As such, they created the following oath which “physicians can publicly uphold and celebrate.” This oath covers physicians’ “roles as clinicians (3-5), researchers (6), educators (7, 9), and members of a civil society (1, 2, 8)” and transcends all specialties, geographic, and political boundaries.

While The Declaration outlines the contract physicians have with humanity, it does not represent a codification of medical ethics. What it does provide is an opportunity for our profession to reaffirm its commitment to the needs of humankind, and to “serve as a constant reminder to the profession and the world’s population of the ideals that have motivated physicians for hundreds of years.” As is stated at the end of the Preamble, “Humanity is our patient.”

Declaration of Professional Responsibility: Medicine’s Social Contract with Humanity

Preamble

Never in the history of human civilization has the well-being of each individual been so inextricably linked to that of every other. Plagues and pandemics respect no national borders in a world of global commerce and travel. Wars and acts of terrorism enlist innocents as combatants and mark civilians as targets. Advances in medical science and genetics, while promising great good, may also be harnessed as agents of evil. The unprecedented scope and immediacy of these universal challenges demand concerted action and response by all.

As physicians, we are bound in our response by a common heritage of caring for the sick and the suffering. Through the centuries, individual physicians have fulfilled this obligation by applying their skills and knowledge competently, selflessly, and at times heroically. Today, our profession must reaffirm its historical commitment to combat natural and man-made assaults on the health and well-being of human kind.
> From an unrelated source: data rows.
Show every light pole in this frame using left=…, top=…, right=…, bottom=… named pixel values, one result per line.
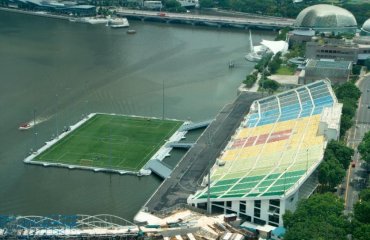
left=162, top=79, right=164, bottom=120
left=55, top=94, right=59, bottom=138
left=33, top=109, right=37, bottom=152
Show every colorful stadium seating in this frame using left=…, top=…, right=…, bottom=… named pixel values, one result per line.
left=193, top=80, right=336, bottom=199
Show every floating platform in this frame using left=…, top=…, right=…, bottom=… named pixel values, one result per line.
left=24, top=113, right=186, bottom=175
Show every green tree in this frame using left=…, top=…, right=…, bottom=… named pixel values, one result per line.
left=268, top=52, right=282, bottom=74
left=324, top=140, right=355, bottom=169
left=357, top=132, right=370, bottom=164
left=283, top=193, right=348, bottom=240
left=340, top=114, right=353, bottom=137
left=352, top=224, right=370, bottom=240
left=199, top=0, right=215, bottom=8
left=243, top=71, right=258, bottom=88
left=352, top=65, right=362, bottom=75
left=259, top=79, right=280, bottom=93
left=354, top=189, right=370, bottom=224
left=319, top=157, right=346, bottom=189
left=335, top=82, right=361, bottom=100
left=364, top=58, right=370, bottom=71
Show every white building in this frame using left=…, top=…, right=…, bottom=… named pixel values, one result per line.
left=188, top=80, right=342, bottom=226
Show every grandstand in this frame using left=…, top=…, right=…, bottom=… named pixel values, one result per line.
left=188, top=80, right=342, bottom=226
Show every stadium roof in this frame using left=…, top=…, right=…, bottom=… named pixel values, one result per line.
left=294, top=4, right=357, bottom=30
left=361, top=18, right=370, bottom=35
left=189, top=80, right=337, bottom=202
left=306, top=59, right=352, bottom=69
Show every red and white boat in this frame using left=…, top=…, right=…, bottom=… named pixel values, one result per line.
left=19, top=123, right=32, bottom=130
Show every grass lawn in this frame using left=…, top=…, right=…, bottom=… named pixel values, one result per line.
left=33, top=114, right=183, bottom=171
left=276, top=66, right=295, bottom=75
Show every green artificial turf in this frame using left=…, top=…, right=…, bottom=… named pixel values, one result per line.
left=33, top=114, right=183, bottom=171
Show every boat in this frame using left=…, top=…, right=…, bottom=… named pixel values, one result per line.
left=177, top=0, right=199, bottom=8
left=82, top=17, right=108, bottom=24
left=245, top=30, right=267, bottom=62
left=19, top=123, right=32, bottom=130
left=107, top=18, right=130, bottom=28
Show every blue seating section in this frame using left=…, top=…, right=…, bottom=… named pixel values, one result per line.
left=245, top=81, right=334, bottom=128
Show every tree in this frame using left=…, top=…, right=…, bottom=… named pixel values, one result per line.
left=283, top=193, right=347, bottom=240
left=352, top=65, right=361, bottom=75
left=243, top=71, right=258, bottom=88
left=324, top=140, right=355, bottom=169
left=259, top=79, right=280, bottom=93
left=199, top=0, right=214, bottom=8
left=357, top=132, right=370, bottom=164
left=352, top=224, right=370, bottom=240
left=354, top=193, right=370, bottom=224
left=335, top=82, right=361, bottom=100
left=268, top=52, right=282, bottom=74
left=319, top=158, right=346, bottom=189
left=364, top=58, right=370, bottom=70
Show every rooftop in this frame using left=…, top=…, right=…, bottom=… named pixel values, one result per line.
left=294, top=4, right=357, bottom=30
left=306, top=59, right=352, bottom=69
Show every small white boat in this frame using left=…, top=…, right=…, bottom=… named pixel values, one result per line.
left=18, top=123, right=32, bottom=131
left=177, top=0, right=199, bottom=8
left=81, top=17, right=108, bottom=24
left=245, top=30, right=268, bottom=62
left=107, top=18, right=130, bottom=28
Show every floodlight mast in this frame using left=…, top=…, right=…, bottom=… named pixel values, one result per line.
left=162, top=79, right=164, bottom=120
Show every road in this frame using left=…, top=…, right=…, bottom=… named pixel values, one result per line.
left=117, top=8, right=295, bottom=27
left=343, top=75, right=370, bottom=213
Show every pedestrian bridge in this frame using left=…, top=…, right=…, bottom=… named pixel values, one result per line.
left=117, top=8, right=295, bottom=30
left=179, top=119, right=213, bottom=131
left=167, top=142, right=194, bottom=149
left=145, top=159, right=172, bottom=179
left=0, top=214, right=140, bottom=239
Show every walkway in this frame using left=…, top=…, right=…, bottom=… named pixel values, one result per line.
left=144, top=93, right=261, bottom=212
left=117, top=8, right=295, bottom=29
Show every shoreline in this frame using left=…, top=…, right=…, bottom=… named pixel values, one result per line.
left=23, top=113, right=189, bottom=176
left=0, top=7, right=71, bottom=21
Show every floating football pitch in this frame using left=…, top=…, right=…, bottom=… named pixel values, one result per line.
left=32, top=114, right=183, bottom=172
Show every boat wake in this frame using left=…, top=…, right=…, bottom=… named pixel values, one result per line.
left=19, top=116, right=51, bottom=130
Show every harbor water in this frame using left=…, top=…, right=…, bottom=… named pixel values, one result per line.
left=0, top=12, right=275, bottom=219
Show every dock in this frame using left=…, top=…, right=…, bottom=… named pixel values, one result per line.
left=142, top=92, right=262, bottom=212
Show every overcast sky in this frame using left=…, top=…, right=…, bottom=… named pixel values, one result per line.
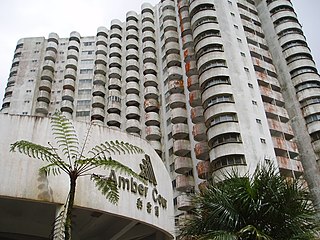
left=0, top=0, right=320, bottom=108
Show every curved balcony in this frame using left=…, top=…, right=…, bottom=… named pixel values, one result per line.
left=41, top=70, right=53, bottom=82
left=94, top=64, right=107, bottom=75
left=176, top=175, right=195, bottom=192
left=96, top=45, right=108, bottom=55
left=126, top=119, right=141, bottom=134
left=146, top=126, right=161, bottom=140
left=164, top=31, right=180, bottom=43
left=174, top=157, right=193, bottom=174
left=62, top=89, right=74, bottom=102
left=127, top=28, right=139, bottom=40
left=177, top=195, right=193, bottom=211
left=125, top=70, right=140, bottom=83
left=36, top=101, right=49, bottom=115
left=197, top=161, right=211, bottom=179
left=164, top=42, right=180, bottom=55
left=126, top=19, right=138, bottom=31
left=126, top=106, right=140, bottom=119
left=142, top=41, right=157, bottom=53
left=210, top=142, right=244, bottom=161
left=143, top=74, right=158, bottom=87
left=169, top=93, right=186, bottom=109
left=96, top=33, right=108, bottom=46
left=126, top=59, right=139, bottom=72
left=92, top=96, right=105, bottom=108
left=91, top=107, right=105, bottom=122
left=191, top=106, right=204, bottom=124
left=107, top=113, right=121, bottom=128
left=194, top=142, right=210, bottom=160
left=126, top=82, right=140, bottom=95
left=171, top=108, right=188, bottom=124
left=48, top=32, right=59, bottom=44
left=93, top=74, right=106, bottom=86
left=67, top=49, right=79, bottom=61
left=39, top=80, right=52, bottom=92
left=168, top=67, right=183, bottom=81
left=46, top=42, right=58, bottom=53
left=64, top=68, right=77, bottom=81
left=109, top=56, right=122, bottom=68
left=142, top=21, right=155, bottom=32
left=44, top=50, right=57, bottom=63
left=172, top=123, right=189, bottom=139
left=126, top=48, right=139, bottom=60
left=109, top=67, right=121, bottom=79
left=144, top=86, right=159, bottom=100
left=66, top=58, right=78, bottom=71
left=149, top=140, right=162, bottom=156
left=126, top=38, right=139, bottom=50
left=189, top=90, right=202, bottom=107
left=166, top=53, right=181, bottom=68
left=143, top=52, right=157, bottom=64
left=192, top=123, right=207, bottom=142
left=143, top=62, right=157, bottom=76
left=144, top=98, right=160, bottom=112
left=60, top=100, right=73, bottom=113
left=92, top=85, right=106, bottom=97
left=145, top=112, right=160, bottom=126
left=173, top=139, right=191, bottom=157
left=42, top=60, right=54, bottom=72
left=108, top=78, right=122, bottom=91
left=37, top=90, right=50, bottom=103
left=168, top=79, right=184, bottom=94
left=126, top=94, right=140, bottom=107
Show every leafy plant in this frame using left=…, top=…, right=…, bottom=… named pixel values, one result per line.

Only by acting together across geographic and ideological divides can we overcome such powerful threats. Humanity is our patient.

Declaration

We, the members of the world community of physicians, solemnly commit ourselves to:

  1. Respect human life and the dignity of every individual.
  2. Refrain from supporting or committing crimes against humanity and condemn all such acts.
  3. Treat the sick and injured with competence and compassion and without prejudice.
  4. Apply our knowledge and skills when needed, though doing so may put us at risk.
  5. Protect the privacy and confidentiality of those for whom we care and breach that confidence only when keeping it would seriously threaten their health and safety or that of others.
  6. Work freely with colleagues to discover, develop, and promote advances in medicine and public health that ameliorate suffering and contribute to human well-being.
  7. Educate the public and polity about present and future threats to the health of humanity.
  8. Advocate for social, economic, educational, and political changes that ameliorate suffering and contribute to human well-being.
  9. Teach and mentor those who follow us for they are the future of our caring profession.

We make these promises solemnly, freely, and upon our personal and professional honor.
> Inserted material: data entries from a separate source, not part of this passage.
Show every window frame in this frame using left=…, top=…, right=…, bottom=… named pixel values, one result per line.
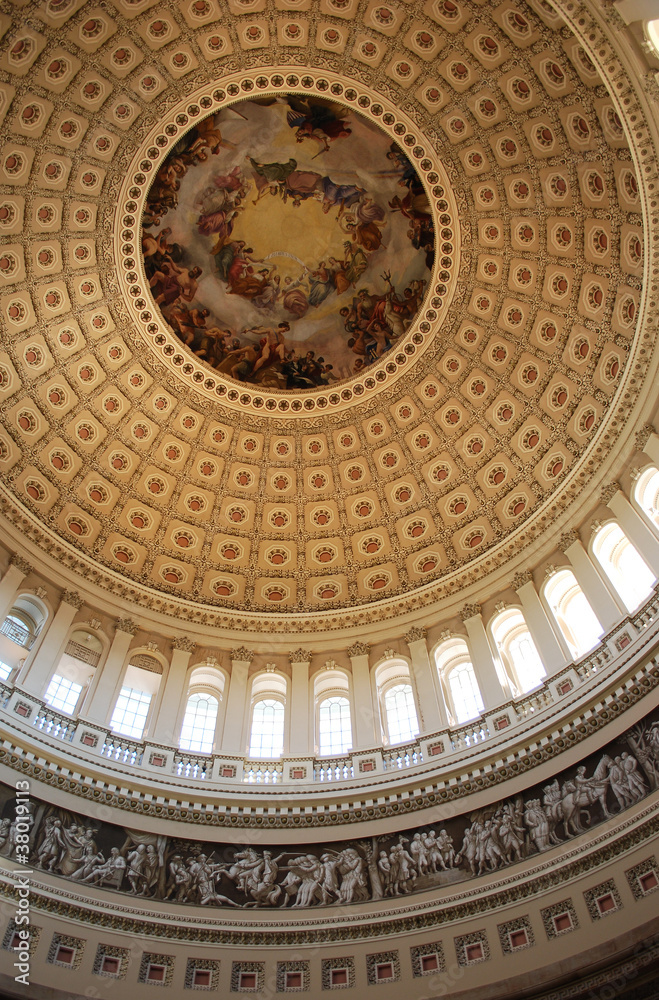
left=247, top=691, right=286, bottom=761
left=488, top=605, right=548, bottom=698
left=540, top=566, right=606, bottom=661
left=433, top=635, right=485, bottom=727
left=178, top=685, right=222, bottom=754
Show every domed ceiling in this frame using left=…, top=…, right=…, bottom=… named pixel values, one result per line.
left=0, top=0, right=651, bottom=630
left=142, top=96, right=434, bottom=389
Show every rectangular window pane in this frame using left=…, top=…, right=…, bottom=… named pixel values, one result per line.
left=45, top=674, right=82, bottom=715
left=110, top=688, right=151, bottom=740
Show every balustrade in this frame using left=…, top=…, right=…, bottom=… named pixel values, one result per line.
left=313, top=757, right=355, bottom=781
left=173, top=753, right=213, bottom=781
left=382, top=743, right=423, bottom=771
left=0, top=618, right=35, bottom=649
left=101, top=733, right=144, bottom=767
left=243, top=760, right=284, bottom=785
left=33, top=705, right=78, bottom=743
left=0, top=593, right=659, bottom=790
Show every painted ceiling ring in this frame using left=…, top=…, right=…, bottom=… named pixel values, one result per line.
left=115, top=74, right=459, bottom=415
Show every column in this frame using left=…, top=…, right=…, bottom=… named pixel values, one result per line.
left=602, top=483, right=659, bottom=576
left=513, top=570, right=568, bottom=677
left=636, top=424, right=659, bottom=468
left=405, top=627, right=448, bottom=733
left=288, top=649, right=313, bottom=757
left=81, top=618, right=138, bottom=726
left=348, top=642, right=382, bottom=750
left=460, top=604, right=510, bottom=712
left=0, top=555, right=34, bottom=622
left=222, top=646, right=254, bottom=757
left=21, top=590, right=84, bottom=698
left=559, top=529, right=627, bottom=632
left=148, top=636, right=197, bottom=746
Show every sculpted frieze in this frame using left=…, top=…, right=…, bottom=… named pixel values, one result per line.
left=0, top=709, right=659, bottom=909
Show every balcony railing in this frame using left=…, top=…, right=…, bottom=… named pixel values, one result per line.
left=0, top=594, right=659, bottom=792
left=0, top=618, right=35, bottom=649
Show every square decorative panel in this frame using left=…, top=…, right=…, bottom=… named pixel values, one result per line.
left=366, top=951, right=400, bottom=986
left=92, top=944, right=130, bottom=979
left=454, top=930, right=490, bottom=966
left=46, top=934, right=85, bottom=969
left=183, top=958, right=220, bottom=990
left=583, top=879, right=622, bottom=920
left=277, top=962, right=311, bottom=993
left=410, top=941, right=446, bottom=978
left=497, top=917, right=535, bottom=955
left=2, top=918, right=41, bottom=955
left=137, top=952, right=174, bottom=986
left=540, top=899, right=579, bottom=938
left=322, top=958, right=355, bottom=990
left=231, top=962, right=265, bottom=993
left=625, top=856, right=659, bottom=899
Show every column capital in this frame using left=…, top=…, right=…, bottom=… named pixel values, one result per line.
left=513, top=569, right=533, bottom=590
left=172, top=635, right=197, bottom=653
left=62, top=590, right=85, bottom=611
left=405, top=625, right=428, bottom=644
left=231, top=646, right=254, bottom=663
left=9, top=552, right=34, bottom=576
left=114, top=618, right=139, bottom=635
left=288, top=649, right=313, bottom=663
left=558, top=528, right=581, bottom=552
left=601, top=480, right=622, bottom=504
left=636, top=424, right=655, bottom=451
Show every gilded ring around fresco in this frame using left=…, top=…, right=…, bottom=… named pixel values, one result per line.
left=142, top=94, right=434, bottom=390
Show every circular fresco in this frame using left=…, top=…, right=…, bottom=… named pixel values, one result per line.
left=142, top=95, right=434, bottom=390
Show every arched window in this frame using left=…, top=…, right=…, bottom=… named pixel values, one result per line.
left=314, top=668, right=352, bottom=757
left=435, top=637, right=484, bottom=725
left=44, top=629, right=103, bottom=715
left=490, top=608, right=547, bottom=694
left=249, top=671, right=287, bottom=760
left=544, top=569, right=604, bottom=659
left=593, top=521, right=656, bottom=611
left=179, top=661, right=225, bottom=753
left=110, top=653, right=162, bottom=740
left=318, top=695, right=352, bottom=756
left=375, top=660, right=419, bottom=746
left=249, top=698, right=286, bottom=759
left=0, top=594, right=46, bottom=649
left=384, top=684, right=419, bottom=744
left=179, top=691, right=220, bottom=753
left=632, top=466, right=659, bottom=533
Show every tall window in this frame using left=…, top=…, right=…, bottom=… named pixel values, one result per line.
left=544, top=569, right=604, bottom=659
left=593, top=521, right=656, bottom=611
left=318, top=695, right=352, bottom=756
left=491, top=608, right=547, bottom=694
left=110, top=687, right=151, bottom=740
left=384, top=684, right=419, bottom=743
left=110, top=652, right=162, bottom=740
left=179, top=691, right=219, bottom=753
left=446, top=661, right=483, bottom=724
left=435, top=636, right=483, bottom=725
left=0, top=594, right=46, bottom=649
left=44, top=674, right=82, bottom=715
left=249, top=698, right=285, bottom=759
left=634, top=467, right=659, bottom=532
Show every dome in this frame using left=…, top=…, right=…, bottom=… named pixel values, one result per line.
left=0, top=0, right=659, bottom=1000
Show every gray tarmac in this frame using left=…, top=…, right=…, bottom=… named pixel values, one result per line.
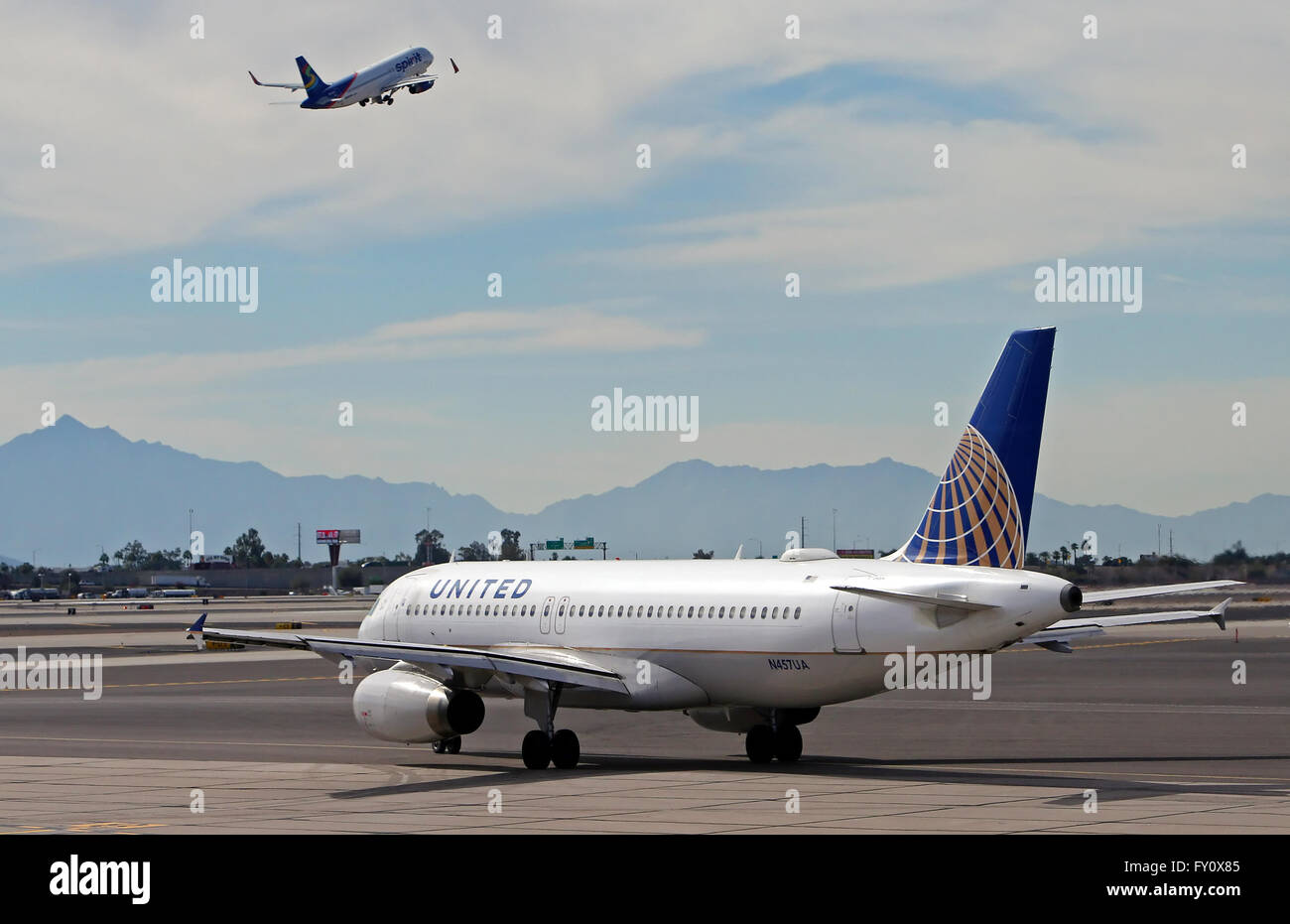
left=0, top=597, right=1290, bottom=834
As stated in the introduction to the Declaration, the oath “is activated when physicians speak it aloud, affirming together, ‘We make these promises solemnly, freely, and upon our personal and professional honor.’”

References:

American Medical News. May 27, 2002. Accessed online on 06/24/03 at http://www.ama-assn.org/sci-pubs/amnews/amn_02/edsa0527.htm

Code of Medical Ethics: Current Opinions with Annotations. American Medical Association. Council on Ethical and Judicial Affairs. 2002. p. 291-292.

The Ethics Committee provides these discussions as a way to open a dialogue on the various ethical issues that confront our specialty on a daily basis. These issues are often quite complex and do not have simple “right” or “wrong” solutions. The articles are meant as a way to highlight the various issues that are involved in these ethical dilemmas, they should not be viewed as the Ethics Committee or the Academy’s particular stance on an issue.